The constitution is otherwise silent on the laws, regulations and procedures for conducting elections thereby delegating responsibility for elections to the states (at least not claiming it for itself). The 10th Amendment reinforces the authority of the states to conduct elections as they will.
There is a conflict between the 21st century expectations of American voters and elected leaders and the federalism’s Constitutional paradigm. Rather than acknowledging and addressing the conflict, the public, pundits, and media call for solutions to which those in authority are happy to respond. Tiptoeing carefully around Constitutional concerns, the 2002 Help America Vote Act (HAVA) “mandated” voting system reforms by footing the bill for voluntary compliance and by creating the ever oxymoronic federal “Voluntary Voting System Standards.” Further, HAVA ordered the states to develop provisional voting, voter intent and voter registration reforms but was silent on the substance of the reforms deferring instead to the states to implement them as they saw fit. The unintended, but not unexpected, outcome of imposing solutions without addressing the paradigmatic conflicts is a crazy quilt of conflicting legislation, practices and case law.

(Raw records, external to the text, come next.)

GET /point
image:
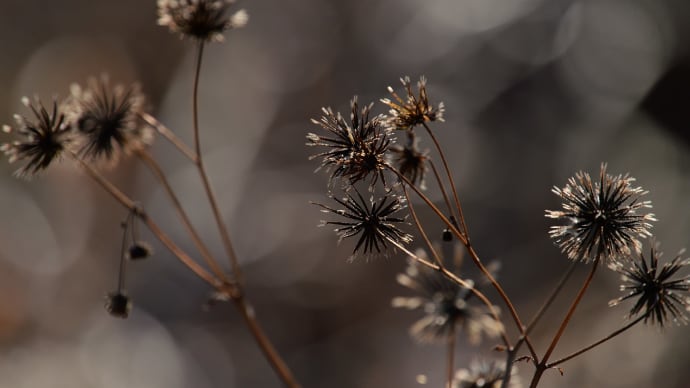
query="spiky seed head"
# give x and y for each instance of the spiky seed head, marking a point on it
(42, 139)
(374, 221)
(413, 109)
(354, 151)
(205, 20)
(604, 219)
(108, 120)
(446, 305)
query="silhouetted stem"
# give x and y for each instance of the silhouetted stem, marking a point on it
(170, 135)
(451, 358)
(164, 238)
(450, 180)
(474, 256)
(222, 228)
(440, 267)
(595, 344)
(203, 250)
(542, 366)
(265, 344)
(441, 187)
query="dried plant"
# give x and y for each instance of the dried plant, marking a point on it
(602, 221)
(375, 167)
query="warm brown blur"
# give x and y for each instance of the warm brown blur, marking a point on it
(534, 90)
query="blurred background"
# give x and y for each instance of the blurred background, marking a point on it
(535, 90)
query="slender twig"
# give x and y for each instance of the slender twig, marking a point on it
(559, 286)
(128, 203)
(450, 179)
(451, 358)
(421, 230)
(265, 344)
(441, 186)
(170, 135)
(123, 264)
(203, 250)
(239, 299)
(222, 228)
(474, 256)
(595, 344)
(542, 366)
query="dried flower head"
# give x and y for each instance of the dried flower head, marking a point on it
(413, 109)
(374, 221)
(43, 138)
(660, 297)
(410, 161)
(602, 217)
(118, 304)
(205, 20)
(446, 306)
(139, 250)
(108, 119)
(353, 151)
(485, 374)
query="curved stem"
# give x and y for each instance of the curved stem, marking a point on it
(542, 366)
(475, 258)
(595, 344)
(451, 358)
(441, 187)
(220, 223)
(170, 135)
(123, 265)
(561, 283)
(164, 238)
(450, 180)
(203, 250)
(421, 230)
(570, 312)
(265, 344)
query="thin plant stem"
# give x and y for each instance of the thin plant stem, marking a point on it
(277, 363)
(222, 228)
(203, 250)
(123, 264)
(421, 230)
(241, 303)
(450, 180)
(170, 135)
(474, 256)
(543, 363)
(451, 358)
(235, 294)
(446, 272)
(559, 287)
(128, 203)
(595, 344)
(441, 187)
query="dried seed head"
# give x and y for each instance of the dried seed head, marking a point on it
(354, 151)
(413, 109)
(118, 304)
(42, 140)
(108, 120)
(373, 221)
(660, 296)
(410, 161)
(485, 374)
(205, 20)
(446, 306)
(602, 220)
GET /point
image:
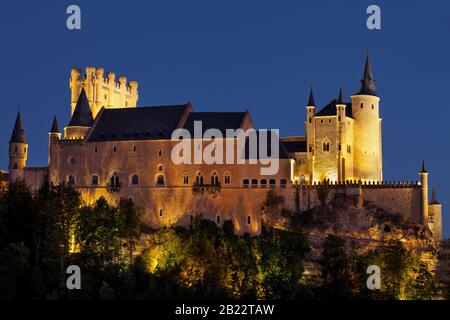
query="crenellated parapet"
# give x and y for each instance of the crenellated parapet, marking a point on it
(103, 91)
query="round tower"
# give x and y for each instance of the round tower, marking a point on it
(424, 194)
(367, 149)
(18, 151)
(310, 130)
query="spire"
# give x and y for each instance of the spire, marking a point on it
(55, 127)
(367, 82)
(341, 97)
(82, 115)
(311, 102)
(18, 135)
(423, 167)
(434, 197)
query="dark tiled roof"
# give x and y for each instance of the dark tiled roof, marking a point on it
(55, 127)
(295, 146)
(330, 109)
(143, 123)
(18, 135)
(215, 120)
(282, 152)
(82, 115)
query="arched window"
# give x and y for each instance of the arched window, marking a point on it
(199, 179)
(160, 180)
(71, 180)
(272, 183)
(214, 180)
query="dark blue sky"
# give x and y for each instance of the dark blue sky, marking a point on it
(236, 55)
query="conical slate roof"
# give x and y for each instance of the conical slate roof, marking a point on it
(55, 127)
(82, 115)
(368, 83)
(18, 135)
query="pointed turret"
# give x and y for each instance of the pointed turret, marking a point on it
(18, 134)
(423, 167)
(82, 116)
(311, 102)
(434, 197)
(367, 82)
(55, 127)
(341, 97)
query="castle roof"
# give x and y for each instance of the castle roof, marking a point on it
(367, 82)
(55, 127)
(331, 110)
(18, 134)
(294, 144)
(217, 120)
(282, 151)
(82, 115)
(143, 123)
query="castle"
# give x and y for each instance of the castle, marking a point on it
(113, 148)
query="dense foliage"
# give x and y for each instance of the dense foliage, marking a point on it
(37, 233)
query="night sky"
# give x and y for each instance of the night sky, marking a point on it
(234, 55)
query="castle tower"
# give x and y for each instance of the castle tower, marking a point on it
(54, 136)
(367, 149)
(342, 136)
(435, 216)
(81, 120)
(424, 194)
(310, 131)
(18, 151)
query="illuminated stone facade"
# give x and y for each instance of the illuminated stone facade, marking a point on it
(111, 148)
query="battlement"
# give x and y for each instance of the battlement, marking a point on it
(103, 91)
(368, 184)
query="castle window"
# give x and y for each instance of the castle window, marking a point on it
(135, 180)
(71, 180)
(272, 183)
(160, 180)
(214, 179)
(199, 179)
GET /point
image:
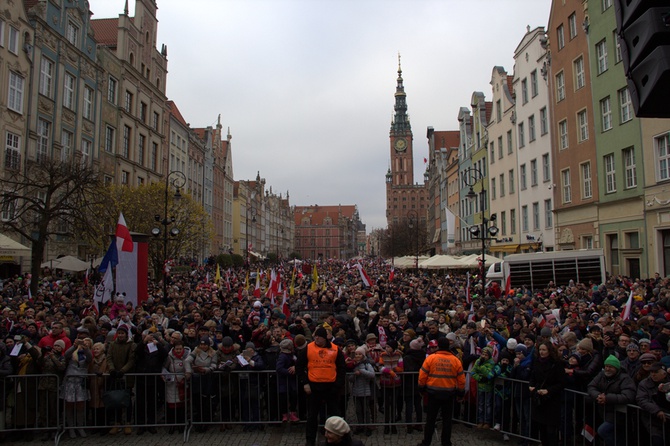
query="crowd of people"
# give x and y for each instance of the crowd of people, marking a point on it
(521, 358)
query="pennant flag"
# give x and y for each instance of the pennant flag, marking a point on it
(284, 306)
(292, 288)
(629, 305)
(124, 241)
(315, 279)
(588, 433)
(364, 276)
(111, 258)
(104, 291)
(257, 289)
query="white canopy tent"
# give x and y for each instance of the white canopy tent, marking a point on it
(9, 247)
(443, 262)
(407, 261)
(66, 263)
(472, 262)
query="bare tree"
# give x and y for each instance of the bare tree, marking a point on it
(405, 239)
(48, 198)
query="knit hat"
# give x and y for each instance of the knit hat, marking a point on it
(586, 344)
(286, 346)
(633, 347)
(337, 426)
(613, 361)
(321, 332)
(299, 341)
(416, 344)
(647, 357)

One of the reasons states resist federal solutions for electing federal officers, besides the issues of federalism, is the concurrent election of a myriad of state and local officials on the same ballot as the federal offices. Any changes targeted to federal offices have an usually undesirable ripple effect to state and local offices. States compound the problem by loading up the even year ballot with as many offices and ballot measures as possible to get economies of scale and cost savings. As a Registrar of Voters in California, I received scores of petitions from local governments to change their election cycle from odd to even years for the sole purpose of reducing election costs. The result is extremely long, complex and cumbersome ballots that feature federal offices as well as every minor local office.

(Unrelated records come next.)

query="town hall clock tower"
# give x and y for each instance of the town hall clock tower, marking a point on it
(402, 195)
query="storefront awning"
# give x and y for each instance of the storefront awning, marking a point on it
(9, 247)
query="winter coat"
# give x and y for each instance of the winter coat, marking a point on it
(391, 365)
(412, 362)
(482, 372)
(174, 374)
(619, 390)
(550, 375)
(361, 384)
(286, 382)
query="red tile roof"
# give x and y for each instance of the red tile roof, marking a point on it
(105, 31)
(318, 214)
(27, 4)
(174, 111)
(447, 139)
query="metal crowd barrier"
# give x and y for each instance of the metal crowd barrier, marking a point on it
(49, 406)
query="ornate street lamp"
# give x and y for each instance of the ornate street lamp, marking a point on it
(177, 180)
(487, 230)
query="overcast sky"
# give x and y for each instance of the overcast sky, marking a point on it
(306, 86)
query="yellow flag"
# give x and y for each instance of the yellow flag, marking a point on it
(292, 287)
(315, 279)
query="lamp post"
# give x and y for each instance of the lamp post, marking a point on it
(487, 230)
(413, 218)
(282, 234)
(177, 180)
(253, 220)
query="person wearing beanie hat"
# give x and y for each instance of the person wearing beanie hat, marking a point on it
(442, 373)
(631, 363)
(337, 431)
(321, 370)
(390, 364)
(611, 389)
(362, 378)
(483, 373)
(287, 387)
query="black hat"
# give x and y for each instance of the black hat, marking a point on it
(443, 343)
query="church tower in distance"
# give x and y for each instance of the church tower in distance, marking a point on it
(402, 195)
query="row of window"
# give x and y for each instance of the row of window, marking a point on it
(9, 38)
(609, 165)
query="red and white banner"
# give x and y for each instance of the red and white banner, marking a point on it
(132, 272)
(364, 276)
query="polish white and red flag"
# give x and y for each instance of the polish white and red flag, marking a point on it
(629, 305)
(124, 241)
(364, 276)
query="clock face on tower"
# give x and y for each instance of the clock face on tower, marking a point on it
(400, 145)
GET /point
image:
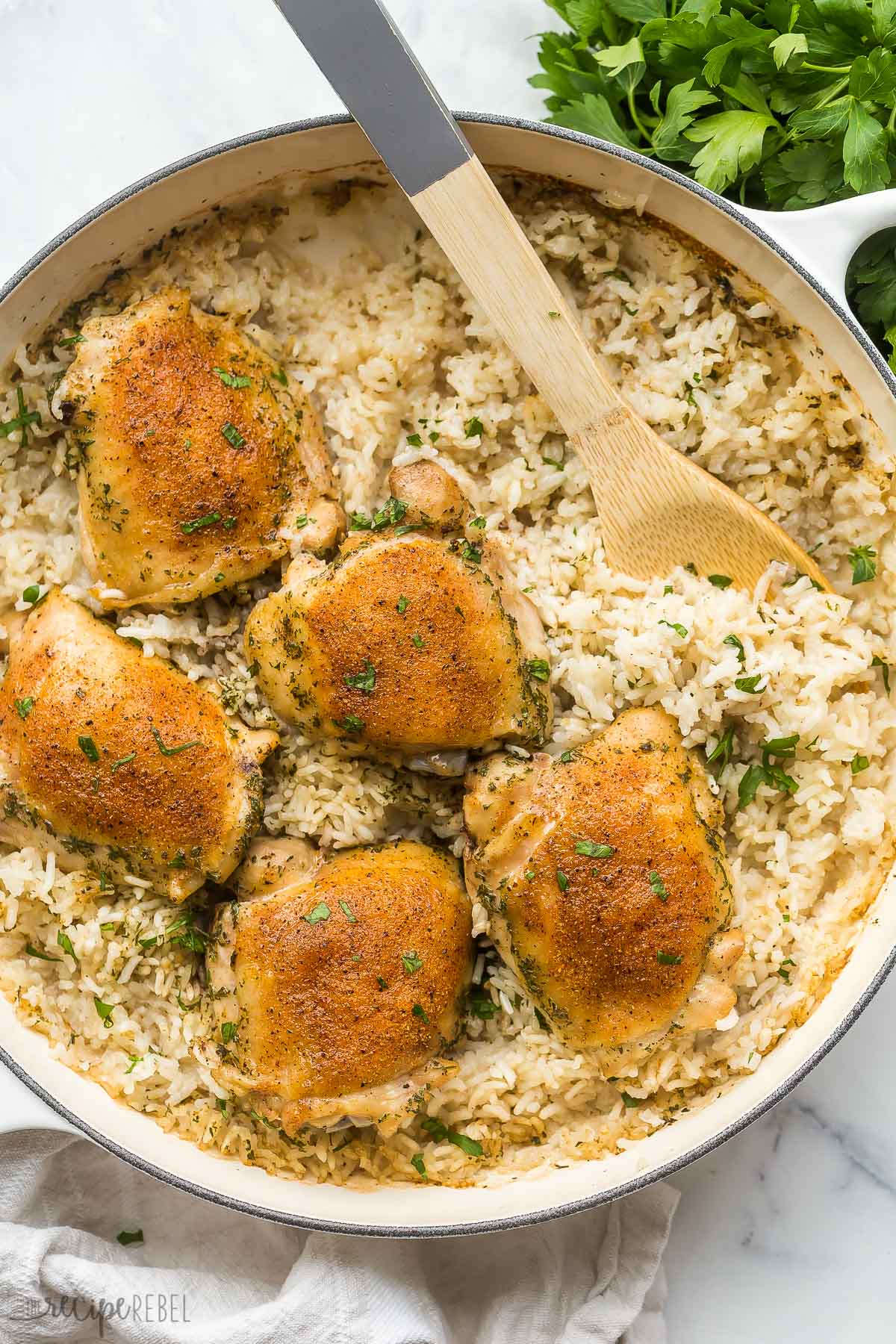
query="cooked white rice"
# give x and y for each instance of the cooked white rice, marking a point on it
(376, 326)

The point of this diatribe is to propose that further federal reforms not be hastily considered and added to the often contradictory and ambiguous existing canon of election law. Additionally, it is time to acknowledge the elephant in the room which represents the conflict between modern expectations of elections and federalism. It is time to discuss solutions which bridge this paradigmatic divide. It is time to identify and discuss strategies for bifurcating state and federal elections. For example, how could elections for federal office be conducted on a different day than state elections? If elections were on different days, could there be a uniform set of federal rules for federal offices? Could elections for federal office be conducted by federal authority?
The answers to these questions have the potential of addressing and resolving all the issues of voter equity raised earlier. Doing more of the same type of federal election reform as the past will only add new patterns to the crazy quilt of election laws and practices without realizing the intended results of the reforms.